Indian mining, fisheries and some agricultural products are to have their tariffs lifted. India will maintain tariffs on assembled vehicles to protect its car industry, but will gradually reduce trade barriers on auto parts.
The deal would "facilitate new business opportunities," says Vikram Kirloskar, vice chairman of Toyota Kirloskar Motor Pvt Ltd. - a joint venture between Japan's Toyota Motor Corp. and India's Kirloskar Group to make and sell Toyota cars in India.
The deal would "facilitate new business opportunities," says Vikram Kirloskar (left)
Facilitating new opportunities
The deal comes as the world's largest automaker, Toyota, celebrates the opening of an auto plant in a rural area of Japan, which promises to grow into a new production point. It is the first Japan opening for a Toyota plant in 18 years.
Kirloskar says he hopes to see increased cooperation in sectors like manufacturing infrastructure, green technologies, energy and education. In particular, the deal would give smaller companies and public-private partnerships better access to infrastructure development projects.
Deal is a "welcome move"
The business communities, who have been waiting for the deal since negotiations started in January 2007, welcome the signing. Tadashi Okamura, chairman of the Japan Chamber of Commerce and Industry, says the agreement "would develop mutually complementary relationship."
"We expect India's market to expand rapidly hereafter," says Okamura. "Our challenge is how Japan's corporations could respond to the demand increase."
Japan and India also aim to lift employment restrictions to allow Indians to work in Japan as nurses and care givers
Japan and India are also to continue talks on lifting employment restrictions to allow Indians to work in Japan as nurses and care givers.

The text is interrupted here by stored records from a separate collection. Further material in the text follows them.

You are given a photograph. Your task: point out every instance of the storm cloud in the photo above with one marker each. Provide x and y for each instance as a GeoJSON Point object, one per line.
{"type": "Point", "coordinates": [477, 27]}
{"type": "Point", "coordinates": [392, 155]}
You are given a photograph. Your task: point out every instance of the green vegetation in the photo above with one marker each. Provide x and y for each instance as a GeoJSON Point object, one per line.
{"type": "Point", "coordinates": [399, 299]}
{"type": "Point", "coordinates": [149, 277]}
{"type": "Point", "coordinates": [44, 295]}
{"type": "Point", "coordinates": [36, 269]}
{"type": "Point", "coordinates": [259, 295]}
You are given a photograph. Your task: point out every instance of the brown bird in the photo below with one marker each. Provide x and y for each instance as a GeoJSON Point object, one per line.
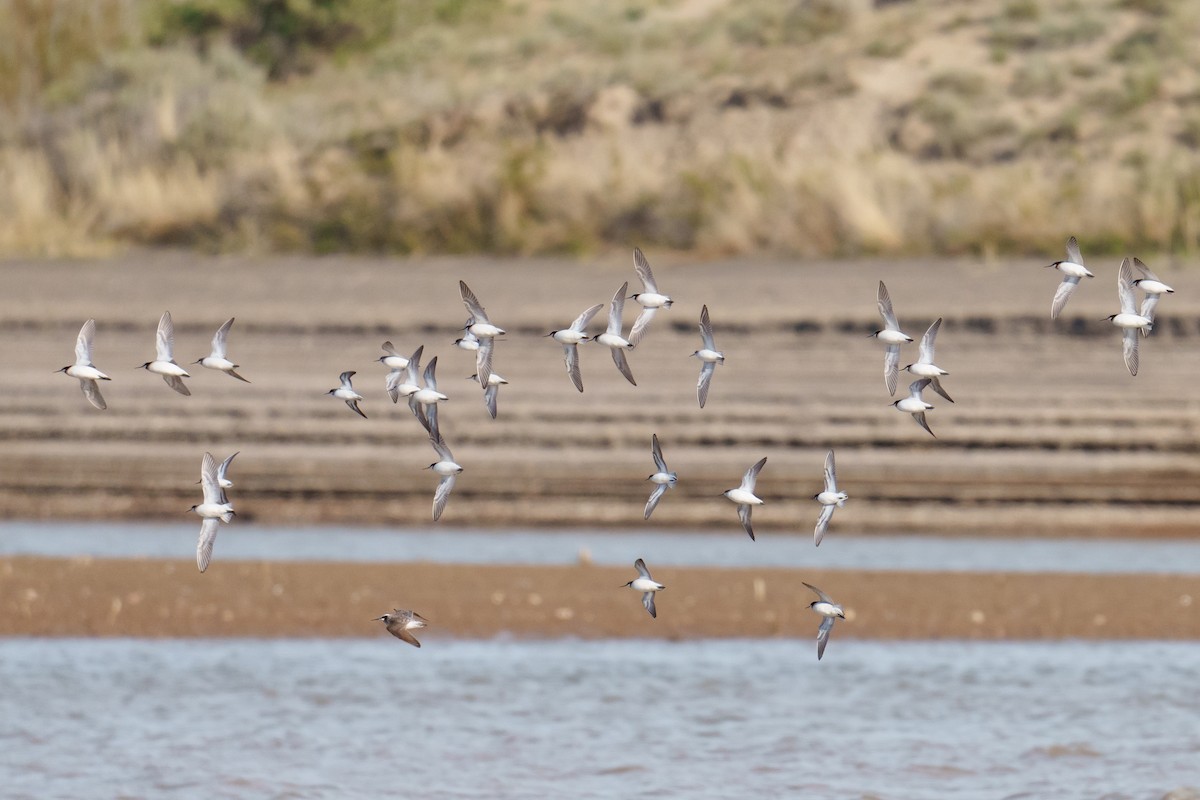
{"type": "Point", "coordinates": [400, 621]}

Japan is bracing itself for increasing health care requirements as its population ages. Japan is one of the world's most rapidly aging countries, and there are concerns about caring for their growing number. The Japanese government said it hopes to conclude the talks within two years.
India is the 12th country to sign a free trade agreement with Japan, and the largest by economy so far. Despite the size of their economies, Japan and India have had limited trade, totalling about US$ 15 billion in 2010, just one percent of Japan's global trade.
Delhi has free trade deals with the ten-member Association of South-East Asian Nations (ASEAN), Sri Lanka, and additional bilateral agreements with Malaysia and Thailand. It has a more comprehensive economic agreement with South Korea. India also expects to sign an agreement with the European Union later this year.